Mathieu Bablet signe chez Ankama un récit spatial ambitieux et captivant. Brassant physique et métaphysique, politique et thèmes sociétaux, il dresse un portrait inquiet d'une humanité perdue à la dérive parmi les étoiles, écartelée entre aspiration au bonheur, mécanique consumériste et insatisfaction foncière. En lice pour le Grand Prix de la Critique ACBD, il s'impose d'ores et déjà une référence.
On est si petit, si rien dans l’immensité de l’espace. Scott le vérifie à chaque sortie, lui dont la tâche est d’ajouter du rien au rien, d’effacer les traces, de nettoyer ce qui ne doit pas être connu, de ramener au néant ce qui n’aurait sans doute pas dû être. Car les missions de Scott, pour Tianzhu, demeurent bien mystérieuses et portent sur des expériences menées en secret par des scientifiques dans des labos isolés en orbite de la Terre.

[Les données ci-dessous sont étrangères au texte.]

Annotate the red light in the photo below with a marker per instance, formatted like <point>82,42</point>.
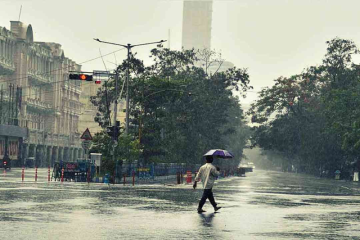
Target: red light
<point>82,76</point>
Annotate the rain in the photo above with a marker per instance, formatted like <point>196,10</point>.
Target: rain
<point>188,119</point>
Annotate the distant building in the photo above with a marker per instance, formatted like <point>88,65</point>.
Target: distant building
<point>220,67</point>
<point>40,106</point>
<point>196,31</point>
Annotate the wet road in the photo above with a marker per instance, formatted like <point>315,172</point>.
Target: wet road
<point>262,205</point>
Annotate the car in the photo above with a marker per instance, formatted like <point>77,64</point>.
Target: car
<point>6,164</point>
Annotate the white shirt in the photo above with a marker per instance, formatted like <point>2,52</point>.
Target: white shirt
<point>207,173</point>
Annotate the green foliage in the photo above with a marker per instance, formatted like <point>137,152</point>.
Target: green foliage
<point>179,111</point>
<point>127,150</point>
<point>312,117</point>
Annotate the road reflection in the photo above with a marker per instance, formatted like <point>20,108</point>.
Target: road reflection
<point>206,219</point>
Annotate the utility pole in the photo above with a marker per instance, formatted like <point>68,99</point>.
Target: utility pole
<point>115,124</point>
<point>128,47</point>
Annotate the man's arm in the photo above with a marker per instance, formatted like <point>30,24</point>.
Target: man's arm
<point>197,178</point>
<point>215,171</point>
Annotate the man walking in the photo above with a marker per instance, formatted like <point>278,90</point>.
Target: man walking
<point>207,173</point>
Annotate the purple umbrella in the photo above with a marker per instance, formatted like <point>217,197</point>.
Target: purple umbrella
<point>219,153</point>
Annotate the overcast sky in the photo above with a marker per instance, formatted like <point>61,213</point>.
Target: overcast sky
<point>271,38</point>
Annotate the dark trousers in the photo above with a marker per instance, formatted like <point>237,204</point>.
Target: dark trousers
<point>207,194</point>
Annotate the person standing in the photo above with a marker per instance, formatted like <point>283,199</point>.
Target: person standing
<point>207,174</point>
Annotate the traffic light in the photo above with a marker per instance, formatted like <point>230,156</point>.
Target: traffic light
<point>83,77</point>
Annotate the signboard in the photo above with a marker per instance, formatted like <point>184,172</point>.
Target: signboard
<point>86,144</point>
<point>86,135</point>
<point>96,158</point>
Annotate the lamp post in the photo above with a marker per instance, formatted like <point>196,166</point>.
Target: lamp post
<point>128,47</point>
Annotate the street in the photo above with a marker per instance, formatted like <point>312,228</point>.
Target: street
<point>262,205</point>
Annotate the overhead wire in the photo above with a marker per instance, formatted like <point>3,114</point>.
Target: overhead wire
<point>68,66</point>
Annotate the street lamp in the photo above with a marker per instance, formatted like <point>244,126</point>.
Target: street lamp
<point>128,47</point>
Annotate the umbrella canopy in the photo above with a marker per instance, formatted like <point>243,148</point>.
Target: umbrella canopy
<point>219,153</point>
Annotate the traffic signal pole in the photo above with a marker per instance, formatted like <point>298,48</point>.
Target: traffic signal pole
<point>115,122</point>
<point>128,47</point>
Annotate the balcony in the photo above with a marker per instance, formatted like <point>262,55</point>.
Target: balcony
<point>51,139</point>
<point>34,105</point>
<point>38,78</point>
<point>72,87</point>
<point>7,66</point>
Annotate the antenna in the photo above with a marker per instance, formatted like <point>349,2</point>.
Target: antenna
<point>20,13</point>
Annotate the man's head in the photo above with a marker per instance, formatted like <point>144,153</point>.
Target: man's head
<point>209,159</point>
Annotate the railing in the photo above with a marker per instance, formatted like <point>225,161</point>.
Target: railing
<point>8,63</point>
<point>46,78</point>
<point>41,137</point>
<point>38,103</point>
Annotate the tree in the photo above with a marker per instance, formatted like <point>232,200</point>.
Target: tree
<point>178,111</point>
<point>312,117</point>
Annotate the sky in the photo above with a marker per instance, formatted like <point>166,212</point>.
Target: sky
<point>271,38</point>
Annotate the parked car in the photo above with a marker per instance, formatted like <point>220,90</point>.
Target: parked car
<point>6,164</point>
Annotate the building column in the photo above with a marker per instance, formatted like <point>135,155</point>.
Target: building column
<point>71,154</point>
<point>25,153</point>
<point>54,155</point>
<point>60,154</point>
<point>48,155</point>
<point>75,154</point>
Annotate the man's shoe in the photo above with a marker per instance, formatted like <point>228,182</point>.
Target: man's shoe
<point>201,211</point>
<point>216,208</point>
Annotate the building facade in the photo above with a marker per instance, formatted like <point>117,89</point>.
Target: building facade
<point>41,107</point>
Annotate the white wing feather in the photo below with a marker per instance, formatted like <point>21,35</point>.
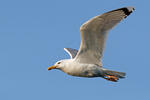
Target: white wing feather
<point>94,33</point>
<point>71,52</point>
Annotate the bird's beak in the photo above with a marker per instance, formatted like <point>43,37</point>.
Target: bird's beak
<point>52,67</point>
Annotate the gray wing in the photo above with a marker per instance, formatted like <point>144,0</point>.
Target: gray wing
<point>71,52</point>
<point>94,33</point>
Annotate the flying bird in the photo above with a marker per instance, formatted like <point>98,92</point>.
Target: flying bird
<point>86,62</point>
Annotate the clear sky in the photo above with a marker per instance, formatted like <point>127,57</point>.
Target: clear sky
<point>33,34</point>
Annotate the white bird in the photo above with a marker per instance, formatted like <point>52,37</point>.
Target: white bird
<point>87,61</point>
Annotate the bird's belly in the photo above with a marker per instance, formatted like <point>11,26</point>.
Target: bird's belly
<point>85,72</point>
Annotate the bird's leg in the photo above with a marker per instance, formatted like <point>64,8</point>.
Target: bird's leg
<point>111,78</point>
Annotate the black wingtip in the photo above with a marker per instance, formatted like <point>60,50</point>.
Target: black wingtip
<point>126,10</point>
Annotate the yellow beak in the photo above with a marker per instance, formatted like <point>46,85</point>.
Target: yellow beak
<point>52,67</point>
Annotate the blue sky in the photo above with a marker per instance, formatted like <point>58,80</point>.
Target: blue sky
<point>33,34</point>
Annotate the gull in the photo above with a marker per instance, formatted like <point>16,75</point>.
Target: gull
<point>86,62</point>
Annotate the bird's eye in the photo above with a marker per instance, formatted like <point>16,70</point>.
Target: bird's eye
<point>58,62</point>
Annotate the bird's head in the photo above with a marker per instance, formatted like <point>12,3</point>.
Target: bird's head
<point>58,65</point>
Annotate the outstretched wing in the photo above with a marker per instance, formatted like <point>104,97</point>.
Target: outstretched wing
<point>71,52</point>
<point>94,33</point>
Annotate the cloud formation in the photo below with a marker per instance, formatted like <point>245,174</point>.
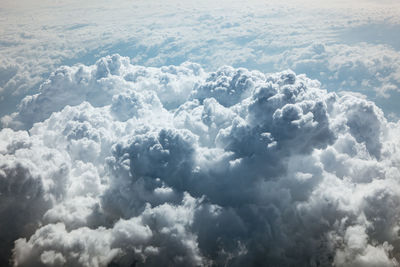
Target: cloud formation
<point>116,164</point>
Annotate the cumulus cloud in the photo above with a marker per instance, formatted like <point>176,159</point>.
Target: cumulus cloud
<point>363,67</point>
<point>116,164</point>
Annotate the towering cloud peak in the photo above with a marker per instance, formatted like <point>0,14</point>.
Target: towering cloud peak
<point>118,165</point>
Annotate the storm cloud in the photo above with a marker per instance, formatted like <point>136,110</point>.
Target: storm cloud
<point>116,164</point>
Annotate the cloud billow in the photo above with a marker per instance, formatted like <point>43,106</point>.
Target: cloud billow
<point>119,164</point>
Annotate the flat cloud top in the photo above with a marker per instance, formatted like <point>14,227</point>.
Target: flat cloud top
<point>115,164</point>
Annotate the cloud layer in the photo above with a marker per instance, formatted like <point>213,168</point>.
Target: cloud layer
<point>116,164</point>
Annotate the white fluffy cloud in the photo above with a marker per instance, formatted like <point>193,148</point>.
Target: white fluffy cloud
<point>116,164</point>
<point>37,36</point>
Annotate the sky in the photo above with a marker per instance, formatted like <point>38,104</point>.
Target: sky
<point>199,133</point>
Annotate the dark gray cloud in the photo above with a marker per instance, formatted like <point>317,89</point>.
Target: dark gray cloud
<point>176,166</point>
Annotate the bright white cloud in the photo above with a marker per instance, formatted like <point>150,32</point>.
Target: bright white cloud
<point>185,167</point>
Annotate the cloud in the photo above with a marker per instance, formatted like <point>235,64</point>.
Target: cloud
<point>363,67</point>
<point>119,164</point>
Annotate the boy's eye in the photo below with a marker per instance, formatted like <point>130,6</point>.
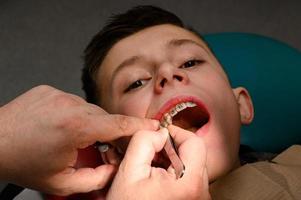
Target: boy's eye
<point>191,63</point>
<point>135,85</point>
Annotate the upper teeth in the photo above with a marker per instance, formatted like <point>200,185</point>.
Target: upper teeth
<point>167,119</point>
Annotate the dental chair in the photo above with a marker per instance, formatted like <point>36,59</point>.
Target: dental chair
<point>270,70</point>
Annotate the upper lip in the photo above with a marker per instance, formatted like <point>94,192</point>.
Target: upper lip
<point>170,104</point>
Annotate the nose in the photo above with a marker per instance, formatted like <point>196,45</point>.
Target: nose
<point>169,75</point>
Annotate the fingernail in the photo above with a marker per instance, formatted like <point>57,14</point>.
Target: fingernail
<point>156,124</point>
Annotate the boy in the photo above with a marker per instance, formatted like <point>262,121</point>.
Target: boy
<point>145,63</point>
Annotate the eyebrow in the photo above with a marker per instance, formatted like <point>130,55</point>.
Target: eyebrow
<point>181,42</point>
<point>170,44</point>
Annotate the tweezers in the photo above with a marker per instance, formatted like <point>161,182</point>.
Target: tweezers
<point>173,154</point>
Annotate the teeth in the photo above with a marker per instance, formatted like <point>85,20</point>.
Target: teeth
<point>173,112</point>
<point>180,107</point>
<point>190,104</point>
<point>167,119</point>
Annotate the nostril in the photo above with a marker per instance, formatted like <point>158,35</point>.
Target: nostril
<point>162,83</point>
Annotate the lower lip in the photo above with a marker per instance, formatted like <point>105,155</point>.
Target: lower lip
<point>203,130</point>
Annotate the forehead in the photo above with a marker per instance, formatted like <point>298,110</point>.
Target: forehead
<point>149,42</point>
<point>145,42</point>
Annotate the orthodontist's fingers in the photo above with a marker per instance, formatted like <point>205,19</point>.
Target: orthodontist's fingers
<point>84,180</point>
<point>141,150</point>
<point>193,153</point>
<point>108,127</point>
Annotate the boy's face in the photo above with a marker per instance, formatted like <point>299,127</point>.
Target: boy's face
<point>148,73</point>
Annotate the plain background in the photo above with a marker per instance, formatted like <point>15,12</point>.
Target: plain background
<point>41,42</point>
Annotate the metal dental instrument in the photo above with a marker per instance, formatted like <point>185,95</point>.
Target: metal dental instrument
<point>172,152</point>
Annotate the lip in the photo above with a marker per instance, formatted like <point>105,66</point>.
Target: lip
<point>170,104</point>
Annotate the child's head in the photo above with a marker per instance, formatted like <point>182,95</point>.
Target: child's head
<point>145,62</point>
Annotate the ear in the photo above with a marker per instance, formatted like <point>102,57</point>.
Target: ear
<point>245,105</point>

Nous nous situons plusieurs siècles après le nôtre. La Terre n’est désormais plus vivable et l’humanité a dû migrer dans une gigantesque station spatiale, gravitant inlassablement autour de son ancien foyer. La société ayant découlé de ce réaménagement complet de l’existence des hommes dans cet environnement contraint se veut utopique : chaque individu se voit attribuer un emploi et un salaire, en fonction de ses qualités, pour le bien-être de tous, qui lui permettent de jouir de tout le confort possible, confort concrétisé à travers la consommation des produits Tianzhu. Car désormais Tianzhu administre le devenir humain dans son ensemble.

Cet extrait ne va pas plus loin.